Selon le dernier bilan de l’Ifremer, seuls 56 % des poissons débarqués en France proviennent de populations gérées durablement. Un chiffre en stagnation depuis cinq ans, alors que le réchauffement climatique fragilise même les espèces réputées en bon état.
Le constat dressé par l’Ifremer dans son bilan annuel 2024 est sans appel : la pêche durable n’avance plus en France. Sur les 347 000 tonnes de poissons débarqués en 2022, à peine plus d’un sur deux (56 %) provient de populations exploitées au « rendement maximum durable ». Une proportion qui avait pourtant fortement progressé au cours des décennies précédentes, passant de 18 % en 2000 à plus de 50 % en 2017, avant de se figer. L’objectif fixé par l’Union européenne, qui visait 100 % de pêche durable en 2020, apparaît désormais hors de portée.

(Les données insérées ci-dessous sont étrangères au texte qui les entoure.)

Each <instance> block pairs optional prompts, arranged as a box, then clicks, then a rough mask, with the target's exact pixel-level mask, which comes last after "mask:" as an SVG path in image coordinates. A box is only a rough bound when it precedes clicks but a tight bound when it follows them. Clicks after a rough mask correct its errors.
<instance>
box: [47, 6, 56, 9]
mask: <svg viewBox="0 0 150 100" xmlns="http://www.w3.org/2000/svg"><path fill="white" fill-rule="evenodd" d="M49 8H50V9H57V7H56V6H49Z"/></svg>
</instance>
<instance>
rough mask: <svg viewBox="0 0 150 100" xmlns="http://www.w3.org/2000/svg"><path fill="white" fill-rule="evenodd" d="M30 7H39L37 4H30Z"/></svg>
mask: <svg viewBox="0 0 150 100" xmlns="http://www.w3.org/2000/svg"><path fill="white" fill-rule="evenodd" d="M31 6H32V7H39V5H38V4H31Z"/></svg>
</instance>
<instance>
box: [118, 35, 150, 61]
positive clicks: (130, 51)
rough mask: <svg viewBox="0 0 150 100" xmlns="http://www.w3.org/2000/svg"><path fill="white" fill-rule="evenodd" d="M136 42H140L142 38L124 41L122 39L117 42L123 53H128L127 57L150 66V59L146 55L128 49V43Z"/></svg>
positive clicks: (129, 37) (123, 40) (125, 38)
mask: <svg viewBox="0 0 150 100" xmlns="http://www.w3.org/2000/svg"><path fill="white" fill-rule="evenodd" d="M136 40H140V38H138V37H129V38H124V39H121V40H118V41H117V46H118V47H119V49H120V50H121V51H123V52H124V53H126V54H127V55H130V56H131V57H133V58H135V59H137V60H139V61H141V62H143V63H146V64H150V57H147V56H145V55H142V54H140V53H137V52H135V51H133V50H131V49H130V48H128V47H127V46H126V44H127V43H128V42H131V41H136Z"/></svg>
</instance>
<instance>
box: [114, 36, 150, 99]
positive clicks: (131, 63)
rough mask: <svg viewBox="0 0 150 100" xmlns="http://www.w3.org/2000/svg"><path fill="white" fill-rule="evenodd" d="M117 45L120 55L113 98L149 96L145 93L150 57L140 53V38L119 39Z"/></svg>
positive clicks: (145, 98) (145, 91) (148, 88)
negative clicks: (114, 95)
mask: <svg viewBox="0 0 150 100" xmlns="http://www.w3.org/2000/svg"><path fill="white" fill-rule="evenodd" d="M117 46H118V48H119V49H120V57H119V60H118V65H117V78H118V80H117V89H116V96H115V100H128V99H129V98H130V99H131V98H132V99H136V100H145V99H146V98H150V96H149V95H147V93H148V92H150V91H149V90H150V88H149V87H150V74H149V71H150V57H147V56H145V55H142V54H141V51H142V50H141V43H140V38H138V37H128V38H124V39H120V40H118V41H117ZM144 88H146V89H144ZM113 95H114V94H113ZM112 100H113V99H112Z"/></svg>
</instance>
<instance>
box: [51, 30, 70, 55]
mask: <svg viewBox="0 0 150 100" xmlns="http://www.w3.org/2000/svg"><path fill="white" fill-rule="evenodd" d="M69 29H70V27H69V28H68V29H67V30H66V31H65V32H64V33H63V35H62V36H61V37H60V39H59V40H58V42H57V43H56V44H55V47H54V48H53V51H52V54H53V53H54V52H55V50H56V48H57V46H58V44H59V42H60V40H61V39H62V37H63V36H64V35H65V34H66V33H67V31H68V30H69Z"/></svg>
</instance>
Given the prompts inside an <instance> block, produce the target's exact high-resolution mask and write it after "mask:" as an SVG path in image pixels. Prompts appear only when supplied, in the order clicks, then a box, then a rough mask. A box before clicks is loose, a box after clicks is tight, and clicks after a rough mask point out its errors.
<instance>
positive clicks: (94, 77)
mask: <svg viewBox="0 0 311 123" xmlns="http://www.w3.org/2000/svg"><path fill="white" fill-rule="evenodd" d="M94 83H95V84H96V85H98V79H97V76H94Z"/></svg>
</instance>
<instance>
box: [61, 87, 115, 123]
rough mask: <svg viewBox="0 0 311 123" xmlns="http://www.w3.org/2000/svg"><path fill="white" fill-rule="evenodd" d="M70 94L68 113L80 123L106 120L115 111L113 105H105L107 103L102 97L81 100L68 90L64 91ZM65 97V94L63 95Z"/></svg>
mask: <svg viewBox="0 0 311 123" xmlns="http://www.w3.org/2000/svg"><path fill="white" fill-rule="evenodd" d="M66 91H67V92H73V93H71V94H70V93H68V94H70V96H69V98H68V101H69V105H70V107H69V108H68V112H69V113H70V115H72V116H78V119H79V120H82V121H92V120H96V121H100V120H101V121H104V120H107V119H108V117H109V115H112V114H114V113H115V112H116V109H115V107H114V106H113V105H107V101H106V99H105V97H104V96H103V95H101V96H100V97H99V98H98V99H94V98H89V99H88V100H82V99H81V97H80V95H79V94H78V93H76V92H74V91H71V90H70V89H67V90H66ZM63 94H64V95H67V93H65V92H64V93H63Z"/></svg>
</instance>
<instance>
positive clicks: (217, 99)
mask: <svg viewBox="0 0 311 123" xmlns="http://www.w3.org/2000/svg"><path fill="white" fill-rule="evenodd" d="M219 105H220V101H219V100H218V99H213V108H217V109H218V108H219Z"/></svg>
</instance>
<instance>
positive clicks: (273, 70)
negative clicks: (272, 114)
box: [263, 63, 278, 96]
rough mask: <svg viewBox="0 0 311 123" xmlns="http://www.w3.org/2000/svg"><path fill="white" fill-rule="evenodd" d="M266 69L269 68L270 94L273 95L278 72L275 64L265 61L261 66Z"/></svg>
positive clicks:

Cette stagnation s’explique en partie par le maintien d’une situation critique pour certaines espèces. Environ 20 % des débarquements proviennent encore de populations surexploitées, et 2 % de populations effondrées, à l’image du merlu méditerranéen ou du cabillaud de mer du Nord. À cela s’ajoute un angle mort scientifique : 22 % des stocks restent non évalués, faute de données suffisantes, la flotte française capturant près de 340 espèces, dont la moitié en volumes très réduits.
Mais le défi majeur réside désormais dans l’impact du changement climatique. Certaines espèces pourtant bien gérées voient leurs effectifs diminuer, comme la sole du golfe de Gascogne ou le hareng de mer du Nord. Les scientifiques observent notamment un phénomène préoccupant : la désynchronisation entre l’éclosion des larves et l’abondance du zooplancton, leur nourriture principale. Une rupture qui menace directement le renouvellement de ces populations. « Le recrutement des jeunes poissons est inférieur à ce que l’on attendrait au vu de stocks en bon état », explique Clara Ulrich, coordinatrice des expertises halieutiques à l’Ifremer.

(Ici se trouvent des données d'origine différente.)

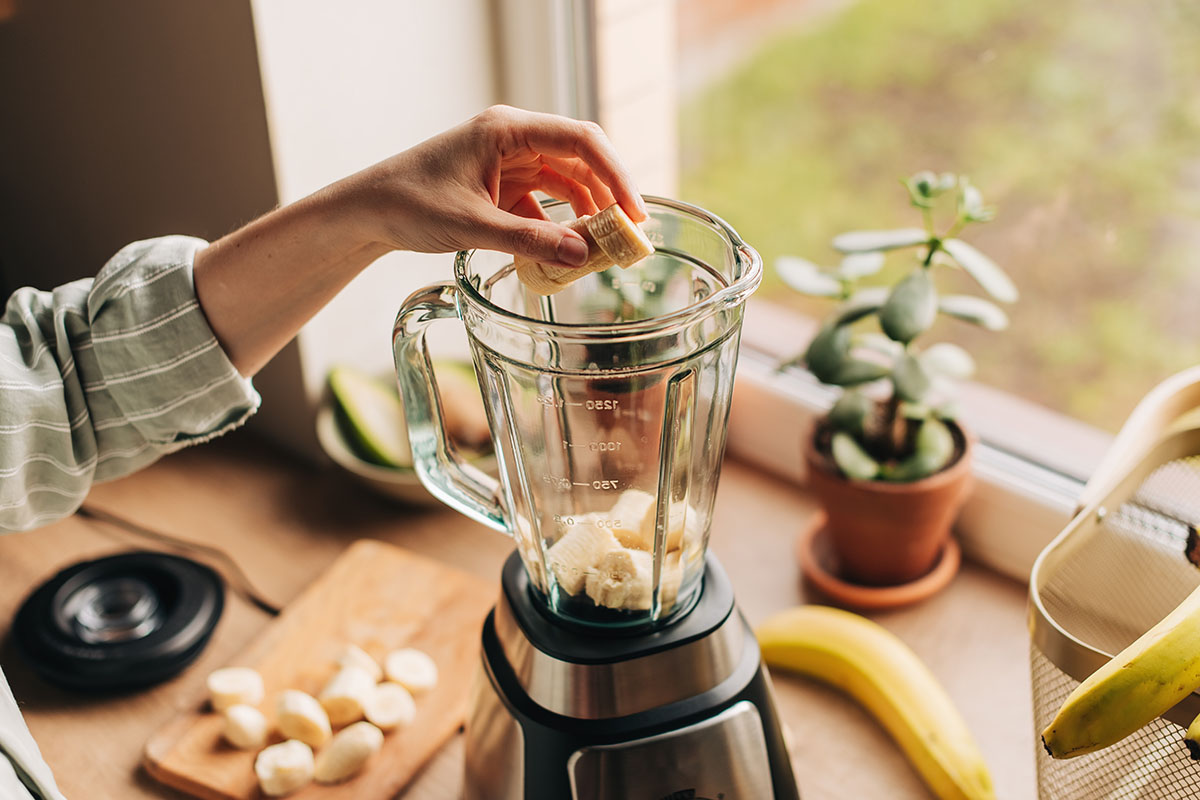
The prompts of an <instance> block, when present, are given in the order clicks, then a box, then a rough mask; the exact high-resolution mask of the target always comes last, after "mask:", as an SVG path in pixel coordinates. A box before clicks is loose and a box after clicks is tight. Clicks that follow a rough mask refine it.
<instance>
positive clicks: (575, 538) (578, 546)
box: [546, 525, 620, 595]
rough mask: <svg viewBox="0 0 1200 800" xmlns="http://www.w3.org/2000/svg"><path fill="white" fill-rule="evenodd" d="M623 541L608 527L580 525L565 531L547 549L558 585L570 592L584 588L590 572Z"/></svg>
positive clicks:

Les disparités régionales soulignent l’ampleur du défi. La Méditerranée reste la zone la plus critique avec seulement 36,5 % de volumes issus de populations durables. La mer du Nord et l’est de la Manche affichent en revanche des résultats encourageants, dépassant les 63 %. Le golfe de Gascogne, lui, se détériore depuis 2010, miné notamment par la situation de la sardine.
À l’échelle mondiale, la tendance est tout aussi préoccupante : selon la FAO, l’agence des Nations unies membre du Forum économique mondial, la part de pêche durable est passée de 90 % en 1974 à 64,6 % en 2019. Une donnée d’autant plus sensible en France que 80 % des produits de la mer consommés sont importés. Pour les scientifiques, atteindre un niveau de durabilité total ne suffira plus : il faudra désormais tenir compte des bouleversements écologiques en cours, et adapter en permanence les politiques de gestion.